The "variable-omission" for zero columns is a useful optimization for the underlying LP file but I do not think it relates to how the library is used, as users are not expected to add variables by specifying whether all the coefficient in the model are exactly 0.0f or not.

The current implementation for sure violates assumption (I) of being able to easily understand the model or read its expected output by looking at the code for model creation. Whether assumption (I) is correct or important is a matter left to the contributors. Another question would be whether (I) is expected from the documentation or not.

I also found another potential problem.
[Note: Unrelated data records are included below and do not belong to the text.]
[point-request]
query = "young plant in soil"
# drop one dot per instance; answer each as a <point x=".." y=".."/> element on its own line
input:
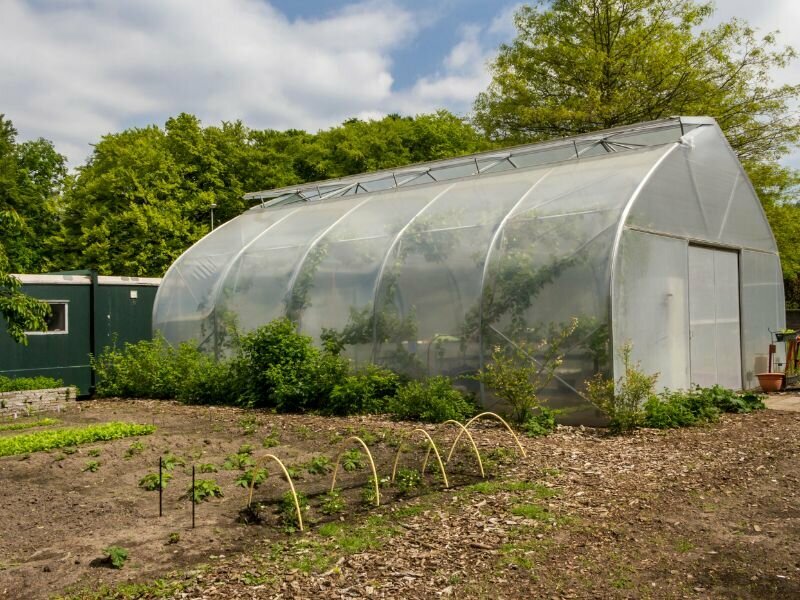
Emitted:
<point x="319" y="465"/>
<point x="353" y="460"/>
<point x="252" y="476"/>
<point x="150" y="481"/>
<point x="333" y="503"/>
<point x="203" y="490"/>
<point x="92" y="466"/>
<point x="116" y="556"/>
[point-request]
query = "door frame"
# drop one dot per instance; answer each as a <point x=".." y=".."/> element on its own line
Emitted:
<point x="720" y="248"/>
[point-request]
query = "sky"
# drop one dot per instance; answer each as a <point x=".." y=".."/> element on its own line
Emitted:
<point x="74" y="70"/>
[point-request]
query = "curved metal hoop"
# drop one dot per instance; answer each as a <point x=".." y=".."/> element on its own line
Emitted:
<point x="261" y="461"/>
<point x="371" y="464"/>
<point x="471" y="441"/>
<point x="487" y="414"/>
<point x="431" y="444"/>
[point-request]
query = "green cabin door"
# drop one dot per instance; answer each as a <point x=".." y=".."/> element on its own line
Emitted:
<point x="714" y="323"/>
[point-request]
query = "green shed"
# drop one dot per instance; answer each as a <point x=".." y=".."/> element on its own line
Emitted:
<point x="88" y="313"/>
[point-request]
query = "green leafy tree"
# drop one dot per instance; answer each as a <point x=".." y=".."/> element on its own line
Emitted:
<point x="20" y="192"/>
<point x="581" y="65"/>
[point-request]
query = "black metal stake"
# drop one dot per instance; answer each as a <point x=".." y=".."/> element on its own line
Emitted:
<point x="193" y="497"/>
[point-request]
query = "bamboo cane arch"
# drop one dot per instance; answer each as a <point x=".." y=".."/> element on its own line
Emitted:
<point x="471" y="441"/>
<point x="260" y="461"/>
<point x="432" y="444"/>
<point x="487" y="414"/>
<point x="371" y="464"/>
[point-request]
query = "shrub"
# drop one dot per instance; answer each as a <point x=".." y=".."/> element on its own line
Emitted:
<point x="367" y="392"/>
<point x="432" y="400"/>
<point x="21" y="384"/>
<point x="540" y="424"/>
<point x="146" y="369"/>
<point x="623" y="402"/>
<point x="60" y="438"/>
<point x="116" y="556"/>
<point x="516" y="376"/>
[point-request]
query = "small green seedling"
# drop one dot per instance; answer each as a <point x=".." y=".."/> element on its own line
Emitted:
<point x="353" y="460"/>
<point x="332" y="502"/>
<point x="252" y="476"/>
<point x="319" y="465"/>
<point x="150" y="481"/>
<point x="288" y="512"/>
<point x="237" y="461"/>
<point x="272" y="440"/>
<point x="249" y="425"/>
<point x="170" y="461"/>
<point x="116" y="555"/>
<point x="203" y="490"/>
<point x="245" y="449"/>
<point x="407" y="480"/>
<point x="135" y="448"/>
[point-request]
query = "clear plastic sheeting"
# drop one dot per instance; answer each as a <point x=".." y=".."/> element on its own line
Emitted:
<point x="430" y="268"/>
<point x="763" y="309"/>
<point x="651" y="310"/>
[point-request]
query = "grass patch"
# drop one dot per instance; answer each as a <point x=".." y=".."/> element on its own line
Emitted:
<point x="29" y="424"/>
<point x="494" y="487"/>
<point x="49" y="440"/>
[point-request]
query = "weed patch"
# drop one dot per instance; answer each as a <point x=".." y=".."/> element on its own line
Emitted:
<point x="49" y="440"/>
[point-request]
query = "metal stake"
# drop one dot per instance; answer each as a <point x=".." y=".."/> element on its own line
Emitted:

None can be returned when

In both cases it seems that the current implementation can introduce (silent) bugs depending on the parameters of the model, which are often input, that would then be hard to identify or would require using the library in an unnatural way, as specifying bounds or initial values in an unnecessary way.

Either way, those cases do not respect assumption (I) and, IMHO, are not found in most other solver interfaces, which tend to adhere to assumption (I) AFAIK.

Example (PoC):

model = LpProblem()
x = LpVariable.dict("x", [0,1,2,3], 0,3)
y = LpVariable("y",0,5)

c = [1,2,0,2.1]
b = [2* j for j in c]

S = {0,1,3}
D1 = 5
D2 = 4

cons1 = lpSum(c[i]*x[i] for i in x.keys()) + y <= D1)
cons2 = lpSum(b[i]*x[i] for i in S) + y <= D2)

model.add(cons1)
model.add(cons2)

print(f"Coefficients of x in constraint 1: {list(cons1.values())} # [1, 2, 2.1] -> no mention of x[2] coefficient
print(f"Coefficients of x in constraint 2: {list(cons2.items())} # [2,4, 4.2]

# Suppose I am in another part of the code and I want to do parametric analysis and see what happens if I increase cons1 coefficients by 1 unit
# Then I create a modified constraint as follow
cons3 = lpSum((coef+1)*var for var,coef in cons1.items()) <= cons1.constant) 

# Actually, coefficient for x[2] is not increased and cons3 won't have x[2] in the formulation . 
# Had x[2] had a coefficient ~=0 then the code would work as expected.